主よ、あなたはペンテコステによって私たちがつながることが出来る教会を作って下さり、聖霊の清さによって喜びと希望を知る生きた人間にして下さいました。あなたはイエスキリストを私たちの間に送って下さり、いのちの道を開いて下さいました。「わたしは道であり、真理であり、いのちである」と主は宣言されました。私たちが信じてその道を踏み歩くとき、キリストを踏みつけていることを知ります。十字架が罪の赦しであることを確かに感じます。どうぞ今週も、私たちの生活の中にいのちの木、道、真理を示して下さい。どうぞ、ここにいる子どもたちを生きた人間として育てて下さい。
 主の名によって祈ります。アーメン

2020.6.7 いのちの息を吸う

 「息が詰まる生活」が2ヶ月近く続きました。先週から社会生活が少しづつ戻ってきましたが、感染を怖れる雰囲気や自粛警察と揶揄される感情的なしこりが人々の間に漂っています。どこにでも行けて何でもできた半年前が夢だったように、今は気持ちも不自由です。
 面白いことに、ペンテコステ前の弟子たちもユダヤ人の迫害を怖れて外出を控えていました。祭司長たちはイエスがいなくなれば弟子グループは簡単に消えてしまうだろうと見積もっていました。
 ところが聖霊が降り、弟子たちを覆うと、彼らは人が変わったように活動的になったのです。
 その日突然、訳の分からない言葉で語り出しました。ギリシャ人は外国人をバルバロイと呼んで蔑みましたが、相手の発音が「バルバルとかバロバロ」としか聞こえなかったからでしょうか。
 しかし、この不思議な言葉を聞いた巡礼者たちははっと気がつきました。これは俺たちの故郷の言葉ではないか。ペルシャ、アフリカ、アラビア、トルコの言葉もあるぞと大騒ぎです。しかし一部の人々は「あいつらは酔っているだけさ」とばかにして言いました。
 ペトロは集まって来た人々に大声で説明しました。他の11人も同じ思いです。
「皆さん、是非知って頂きたいことがある。今は朝9時だから私たちは酔ってなどいません。そうではなく、先祖の預言者ヨエルが言っていたことが、私たちに起こったのです。」と。
 ペトロは思わず立ち上がり、人を怖れず神の言葉を語りました。。
「今こそ、ヨエルが言っていた終わりの時です。神は約束された霊をすべての人に注がれています。その霊、つまり聖霊が今日、本当に降ったので、私たちは神のなさった素晴らしいことを皆さんの故郷の言葉で語ることが出来たのです。この言葉を信じる人は、誰であろうと救われます。」
 そして、街の誰もが知っているイエスの十字架の死を引き合いに、イエスは神に復活させられて神の右の座につかれたこと、イエスが約束された「高いところからの力」である聖霊が自分たちに注がれたので、あなたがたは自分の目で見、耳で聞いたのだと説明したのです。
 ところで、ヨエル書3章を読むと、その後と書いてあります。何の後かというと、神を怖れない勝手な振る舞いを続けている人間を懲らしめるために地上はイナゴの大群で荒らされて食べ物がなくなり、宇宙でも異変が起き、太陽も月も暗くなり、星も光を失い、甚だ恐ろしい神の怒りの日が来るというのです。
 しかし神は「今こそ、心から私に立ち返って断食し、泣き悲しめ。形ばかりで衣を裂くのではなく、本気になって心を引き裂け」と憐れみを込めて命じました。
 もし、心を裂くように自分に絶望し、必死になって神を見上げるならが、神は前より豊かな世界を創り出し、イスラエルのうちに命の神がいることを知るようになる、そして、その後に、すべての人に神の霊が注がれると約束されていたのです。
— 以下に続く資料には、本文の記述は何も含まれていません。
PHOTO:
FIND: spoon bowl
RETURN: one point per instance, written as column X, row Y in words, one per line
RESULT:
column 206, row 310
 ペトロは、ヨエル書の「その後」を「終わりの時に」と言い換えました。うっかり間違えたのではなく、今こそ、その後なのだ。これまでと全く違う世界がすぐそこまで来ているのだ。つまり完成の時が近いという意味で「終わりの時」と言ったのです。
 終わりの時があるのだから、始まりの時があります。
 イスラエルの先祖は多くの悲劇と悲しみの歴史を歩んできました。繁栄と滅びを繰り返し経験した人々は、人間とは何か、世界とは何か、根本的なことを何度も何度も考えました。けれどもいくら考えても答えは出ません。
 その時、神の声を聞きました。「私が世界を造ったのだ。私がお前を造ったのだ」と。真実、真理は外から訪れます。
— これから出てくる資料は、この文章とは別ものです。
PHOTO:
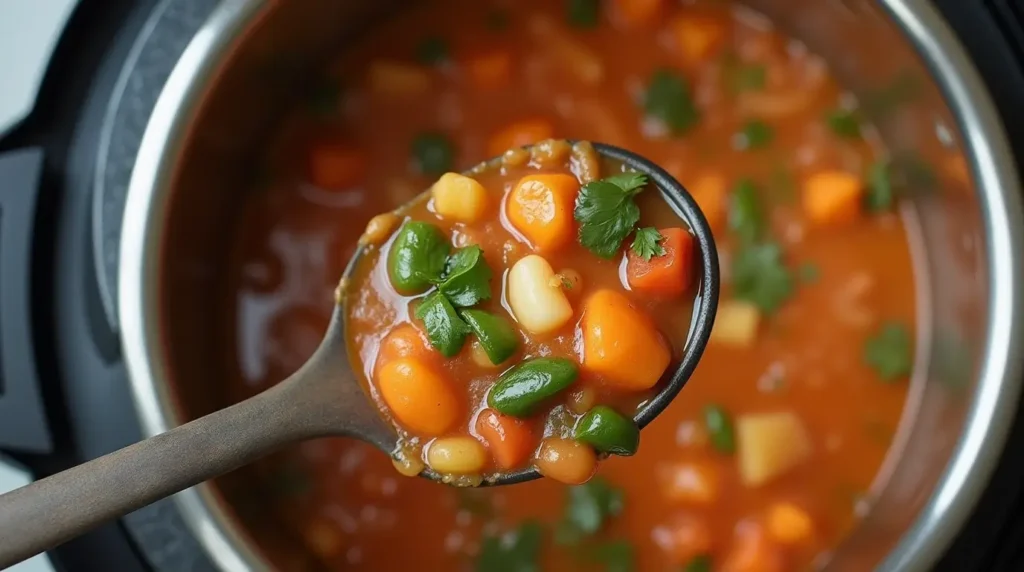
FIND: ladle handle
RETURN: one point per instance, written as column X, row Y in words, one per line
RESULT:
column 45, row 514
 創世記は語ります。すべての源である神は思いを尽くして世界を造られました。その最終作品が人間です。ご自分のイメージに似せて造られ、世界のすべてを治めるようにと責任と尊厳を備えて造りました。
 しかし同時に、はかない存在なのです。土の塵とは、砂粒ではなく、生きものの死骸の集まりです。だから、人間も死んだら土に帰るのは天地創造の定めだと、イスラエルの人々は神の声を聞きました。
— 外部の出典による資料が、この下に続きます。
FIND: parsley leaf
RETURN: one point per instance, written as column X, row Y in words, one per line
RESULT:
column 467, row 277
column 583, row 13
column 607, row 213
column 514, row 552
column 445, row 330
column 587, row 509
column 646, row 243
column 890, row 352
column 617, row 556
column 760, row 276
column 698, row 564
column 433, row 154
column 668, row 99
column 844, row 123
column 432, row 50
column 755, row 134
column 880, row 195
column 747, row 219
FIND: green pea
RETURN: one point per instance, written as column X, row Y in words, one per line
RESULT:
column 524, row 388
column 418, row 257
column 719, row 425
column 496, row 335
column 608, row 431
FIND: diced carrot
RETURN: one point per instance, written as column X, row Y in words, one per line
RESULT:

 画竜点睛(がりょうてんせい)を欠く、という東洋の言葉があります。
 昔、中国で絵の名人が寺の壁に竜の絵を描きました。最後に竜の瞳を書き入れたところ、竜は壁から抜け出して天に舞い上がっていったという故事です。画竜点睛を欠くとは、竜の瞳を書き入れなかったら未完成だということから、決定的な何かが足りないことのたとえです。
 創世記の人間とは何か、それは、土で造られた壊れやすい器に、神が息が吹き入れて「生きるもの、生きた魂」になったのです。
 この息は空気ではありません。息は同時に魂とか霊と同じ命の本質を指します。聖霊と言い換えてもいいと考えます。
 聖霊そのものは見えないしとらえがたいのですが「聖霊が働きかける」ことで変化が起こります。
 明らかに創世記を意識してパウロはこう言っています。「闇から光が輝き出でよ」と命じられた神は、私たちの心の内に輝いて、イエスキリストの御顔に輝く神の栄光を悟る光を与えて下さいました。このような宝を土の器に納めています。この並外れて偉大な神の力が神のものであって、私たちから出たものでないことが明らかになるために。
 私たちは四方から苦しめられても行き詰まらず、途方に暮れても失望せず、虐げられても見捨てられず、打ち倒されても滅ぼされない。私たちはいつもイエスの死を体にまとっています。イエスの命がこの体に表れるために、と。
 この息苦しい世界で、神の息、注がれた聖霊を胸一杯に吸い込んで、今週も、土の器として、神の息がかかった者として、父、子、聖霊の三位一体の神に生かされて生活しましょう。